# seasons end



## mike. (Dec 14, 2006)

and yet another one of my deer seasons has ended with me not getting my first deer. i seen plenty but couldnt get a chance to shoot at one, next year that 8 pointer and 4 pointer better be around and they better be bigger. next year the day before opening day, im putting ALOT of corn near my stand. one of those big bags you can buy (20 lbs or w.e) instead of bring a grocery bag full each day and the squirells eat it in front of me. im putting alot of apples next year to , to lure them in. i should have shot at that 8 point and 4 point this year but im an idiot and cant judge distance, they were alot closer then i thought. (40 yards instead of 70 yards i thought) i didnt actaulyl know what a yard was lol. well next year they're going down. and ill get my first deer on my 3rd year of hunting


----------



## USSapper (Sep 26, 2005)

....where have i heard about these 4 and 8 pointers before?!? I just cant put a finger on it. Jk mike.
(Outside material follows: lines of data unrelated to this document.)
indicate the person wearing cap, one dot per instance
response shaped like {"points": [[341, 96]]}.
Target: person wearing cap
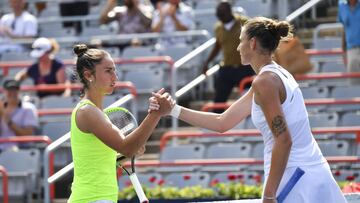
{"points": [[47, 69], [19, 24], [17, 117]]}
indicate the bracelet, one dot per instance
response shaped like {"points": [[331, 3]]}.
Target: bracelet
{"points": [[175, 111], [269, 198]]}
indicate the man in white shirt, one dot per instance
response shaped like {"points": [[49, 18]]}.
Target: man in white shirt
{"points": [[170, 17], [16, 25]]}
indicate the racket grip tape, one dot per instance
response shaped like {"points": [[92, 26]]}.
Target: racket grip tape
{"points": [[290, 184], [138, 189]]}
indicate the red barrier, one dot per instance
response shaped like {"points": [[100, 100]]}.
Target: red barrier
{"points": [[209, 162], [31, 138], [309, 102], [310, 76], [5, 184], [251, 132], [314, 52], [60, 87], [154, 59]]}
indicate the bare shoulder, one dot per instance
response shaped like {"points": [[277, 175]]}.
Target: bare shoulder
{"points": [[88, 117], [267, 81]]}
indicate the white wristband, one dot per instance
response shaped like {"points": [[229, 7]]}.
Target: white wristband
{"points": [[175, 111]]}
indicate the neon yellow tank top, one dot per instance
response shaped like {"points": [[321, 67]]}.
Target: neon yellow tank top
{"points": [[94, 165]]}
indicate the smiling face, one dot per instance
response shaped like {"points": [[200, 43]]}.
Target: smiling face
{"points": [[104, 78], [244, 47]]}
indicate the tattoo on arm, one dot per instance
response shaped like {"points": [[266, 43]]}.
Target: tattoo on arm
{"points": [[278, 125]]}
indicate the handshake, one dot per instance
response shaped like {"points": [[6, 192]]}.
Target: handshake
{"points": [[162, 102]]}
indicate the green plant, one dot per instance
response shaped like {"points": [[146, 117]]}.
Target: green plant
{"points": [[229, 190]]}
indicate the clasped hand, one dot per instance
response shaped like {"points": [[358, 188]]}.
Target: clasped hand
{"points": [[162, 102]]}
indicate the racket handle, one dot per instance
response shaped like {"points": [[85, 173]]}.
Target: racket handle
{"points": [[138, 189]]}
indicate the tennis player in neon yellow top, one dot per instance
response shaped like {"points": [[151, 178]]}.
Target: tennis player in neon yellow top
{"points": [[94, 140]]}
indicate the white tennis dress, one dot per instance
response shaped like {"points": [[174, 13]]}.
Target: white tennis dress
{"points": [[317, 184]]}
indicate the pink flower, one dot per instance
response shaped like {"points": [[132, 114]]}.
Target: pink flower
{"points": [[337, 173], [152, 179], [214, 182], [161, 182], [186, 177], [350, 178], [231, 177]]}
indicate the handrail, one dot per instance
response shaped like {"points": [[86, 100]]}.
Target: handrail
{"points": [[60, 87], [251, 132], [315, 52], [309, 102], [302, 10], [325, 26], [5, 184], [239, 161], [181, 62], [118, 38], [153, 59], [32, 138], [309, 76]]}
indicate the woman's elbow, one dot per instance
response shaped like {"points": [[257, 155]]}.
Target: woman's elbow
{"points": [[126, 152]]}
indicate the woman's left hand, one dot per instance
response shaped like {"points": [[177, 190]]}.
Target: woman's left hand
{"points": [[141, 151]]}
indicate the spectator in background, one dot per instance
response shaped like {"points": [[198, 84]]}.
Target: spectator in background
{"points": [[16, 25], [48, 69], [75, 8], [349, 16], [172, 16], [227, 32], [133, 17], [17, 117]]}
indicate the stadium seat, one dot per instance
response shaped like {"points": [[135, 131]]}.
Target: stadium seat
{"points": [[227, 151], [350, 119], [55, 101], [23, 167], [247, 178], [333, 66], [180, 152]]}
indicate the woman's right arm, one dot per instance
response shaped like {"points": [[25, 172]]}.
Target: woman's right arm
{"points": [[238, 111], [90, 119]]}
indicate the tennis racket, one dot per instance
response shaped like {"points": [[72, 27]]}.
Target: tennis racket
{"points": [[126, 122]]}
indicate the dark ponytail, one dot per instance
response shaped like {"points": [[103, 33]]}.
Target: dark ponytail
{"points": [[87, 59], [268, 32]]}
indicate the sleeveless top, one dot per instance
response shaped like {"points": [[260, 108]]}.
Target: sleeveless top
{"points": [[304, 149], [94, 165]]}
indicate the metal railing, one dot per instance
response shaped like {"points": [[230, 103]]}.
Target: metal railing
{"points": [[251, 132], [308, 102], [27, 139], [5, 183]]}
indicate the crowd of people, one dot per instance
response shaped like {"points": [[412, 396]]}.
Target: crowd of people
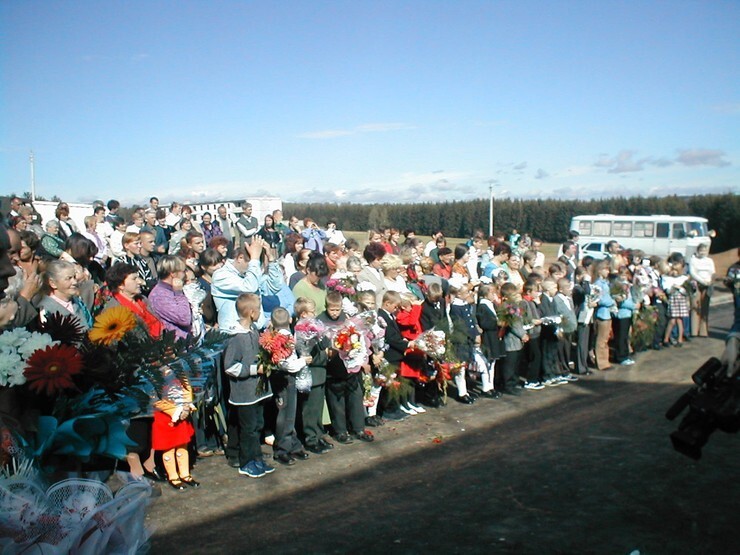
{"points": [[490, 317]]}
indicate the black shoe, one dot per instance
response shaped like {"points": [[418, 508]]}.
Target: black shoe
{"points": [[326, 444], [284, 458], [316, 448], [190, 481], [344, 439], [513, 391], [154, 475], [177, 484], [365, 436], [396, 416], [374, 421]]}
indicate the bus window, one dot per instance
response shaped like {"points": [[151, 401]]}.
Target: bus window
{"points": [[622, 229], [643, 229], [603, 229], [584, 227], [698, 229]]}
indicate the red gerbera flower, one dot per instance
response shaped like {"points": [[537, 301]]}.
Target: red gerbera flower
{"points": [[51, 370]]}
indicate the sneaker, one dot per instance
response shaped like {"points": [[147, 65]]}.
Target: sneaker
{"points": [[252, 469], [417, 408], [266, 468], [396, 416], [408, 410]]}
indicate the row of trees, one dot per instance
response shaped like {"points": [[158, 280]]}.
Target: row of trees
{"points": [[547, 219]]}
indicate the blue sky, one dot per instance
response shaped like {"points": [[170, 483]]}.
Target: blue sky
{"points": [[369, 101]]}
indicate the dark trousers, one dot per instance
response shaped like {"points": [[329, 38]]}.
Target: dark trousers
{"points": [[245, 427], [533, 362], [344, 399], [582, 344], [509, 368], [550, 361], [312, 408], [621, 329], [286, 400]]}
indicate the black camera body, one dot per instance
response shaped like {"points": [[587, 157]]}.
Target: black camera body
{"points": [[713, 403]]}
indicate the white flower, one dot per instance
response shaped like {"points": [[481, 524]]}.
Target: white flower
{"points": [[36, 342], [11, 369], [14, 338]]}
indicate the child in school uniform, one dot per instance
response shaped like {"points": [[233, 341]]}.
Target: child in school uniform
{"points": [[245, 399], [465, 336], [514, 340], [344, 393], [311, 403], [492, 345], [286, 448]]}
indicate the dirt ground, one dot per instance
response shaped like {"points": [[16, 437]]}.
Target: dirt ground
{"points": [[585, 468]]}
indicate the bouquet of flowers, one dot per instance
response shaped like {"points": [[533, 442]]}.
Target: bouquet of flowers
{"points": [[352, 345], [432, 343], [344, 283], [308, 333], [275, 347]]}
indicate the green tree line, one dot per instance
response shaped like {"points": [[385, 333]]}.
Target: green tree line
{"points": [[547, 219]]}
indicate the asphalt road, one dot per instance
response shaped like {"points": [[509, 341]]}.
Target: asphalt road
{"points": [[582, 468]]}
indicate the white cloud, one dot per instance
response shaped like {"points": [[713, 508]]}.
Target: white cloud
{"points": [[702, 157]]}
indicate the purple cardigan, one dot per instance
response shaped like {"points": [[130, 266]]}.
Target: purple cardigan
{"points": [[173, 309]]}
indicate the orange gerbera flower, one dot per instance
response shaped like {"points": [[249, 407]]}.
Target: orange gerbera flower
{"points": [[51, 370], [111, 325]]}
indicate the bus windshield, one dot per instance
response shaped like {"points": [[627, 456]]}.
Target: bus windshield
{"points": [[697, 229]]}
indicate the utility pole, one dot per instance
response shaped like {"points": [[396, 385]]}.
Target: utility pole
{"points": [[33, 179]]}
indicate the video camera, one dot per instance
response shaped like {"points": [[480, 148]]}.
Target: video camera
{"points": [[714, 402]]}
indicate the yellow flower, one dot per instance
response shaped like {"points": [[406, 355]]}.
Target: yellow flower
{"points": [[111, 325]]}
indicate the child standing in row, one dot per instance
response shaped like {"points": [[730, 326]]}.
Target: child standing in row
{"points": [[242, 368]]}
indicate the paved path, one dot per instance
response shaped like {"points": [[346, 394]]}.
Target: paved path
{"points": [[582, 468]]}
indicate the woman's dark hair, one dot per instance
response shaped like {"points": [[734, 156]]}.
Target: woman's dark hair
{"points": [[290, 242], [210, 257], [30, 239], [118, 273], [373, 252], [317, 264], [460, 251], [81, 249]]}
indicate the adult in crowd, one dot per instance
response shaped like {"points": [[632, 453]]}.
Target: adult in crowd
{"points": [[311, 286], [313, 236], [247, 225], [168, 301], [210, 227], [61, 293], [372, 274], [702, 270], [244, 274], [269, 233]]}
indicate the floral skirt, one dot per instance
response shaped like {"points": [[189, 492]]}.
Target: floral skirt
{"points": [[167, 435], [678, 306]]}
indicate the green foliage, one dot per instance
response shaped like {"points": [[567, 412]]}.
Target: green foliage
{"points": [[547, 219]]}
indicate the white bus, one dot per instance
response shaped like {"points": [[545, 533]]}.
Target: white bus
{"points": [[660, 235]]}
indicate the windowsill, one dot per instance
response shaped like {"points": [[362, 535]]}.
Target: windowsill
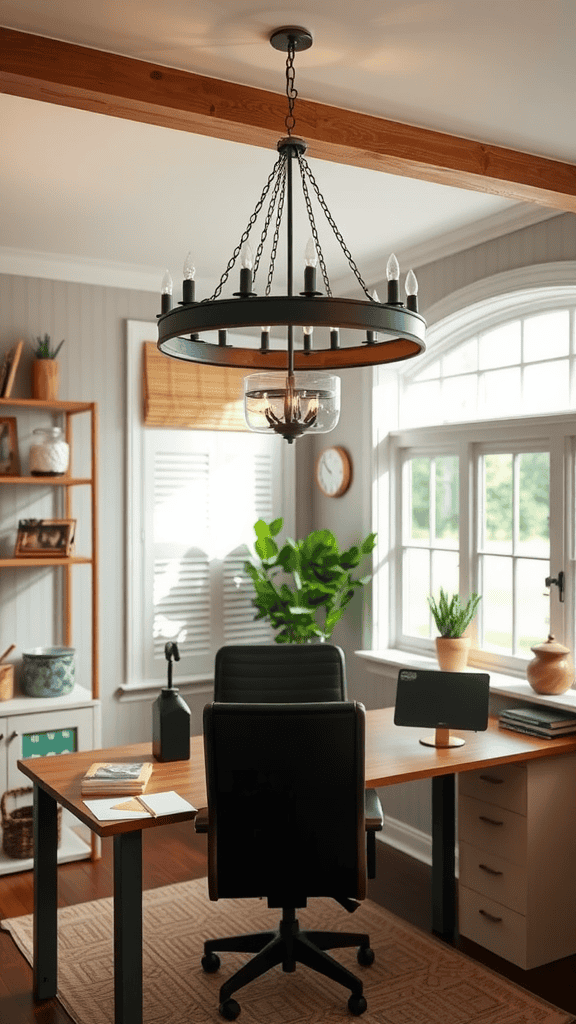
{"points": [[380, 662]]}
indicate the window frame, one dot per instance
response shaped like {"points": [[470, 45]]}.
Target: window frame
{"points": [[137, 681]]}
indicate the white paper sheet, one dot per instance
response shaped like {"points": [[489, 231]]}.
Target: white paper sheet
{"points": [[162, 803]]}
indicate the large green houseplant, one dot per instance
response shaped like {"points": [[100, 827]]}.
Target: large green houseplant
{"points": [[303, 587]]}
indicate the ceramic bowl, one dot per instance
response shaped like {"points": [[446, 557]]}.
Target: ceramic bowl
{"points": [[48, 672]]}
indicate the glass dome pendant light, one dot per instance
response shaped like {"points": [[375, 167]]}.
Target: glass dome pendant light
{"points": [[291, 395]]}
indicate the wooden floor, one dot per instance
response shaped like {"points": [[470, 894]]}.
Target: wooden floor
{"points": [[173, 854]]}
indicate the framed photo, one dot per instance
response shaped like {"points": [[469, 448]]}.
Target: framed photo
{"points": [[9, 459], [8, 370], [53, 538]]}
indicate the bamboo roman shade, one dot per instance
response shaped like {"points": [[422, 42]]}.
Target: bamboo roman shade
{"points": [[190, 394]]}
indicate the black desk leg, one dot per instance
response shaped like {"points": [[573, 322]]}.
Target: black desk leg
{"points": [[443, 884], [45, 895], [128, 928]]}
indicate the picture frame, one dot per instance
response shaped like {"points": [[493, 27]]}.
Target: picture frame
{"points": [[45, 538], [9, 457], [8, 370]]}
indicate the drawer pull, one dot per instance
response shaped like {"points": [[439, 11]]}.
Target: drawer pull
{"points": [[489, 870], [490, 916]]}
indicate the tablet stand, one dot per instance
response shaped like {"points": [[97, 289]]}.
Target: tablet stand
{"points": [[442, 737]]}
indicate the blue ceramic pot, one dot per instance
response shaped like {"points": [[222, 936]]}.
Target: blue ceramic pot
{"points": [[48, 672]]}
Try finding there paths next year instead of baiting them right away, i guarentee u that u will feel better with yourself if u dont shoot a deer feeding from a pile of grub right in front of you. best of luck to you next year


----------



## mike. (Dec 14, 2006)

lol ya ive posted quite a bit about these guys. well i want to get my first deer so im ****** that i couldnt get one of them. im going to set up a new spot this spring, theres a bunch of rubs and the trail is pretty well travelled


----------



## USSapper (Sep 26, 2005)

then no need to bait :beer:


----------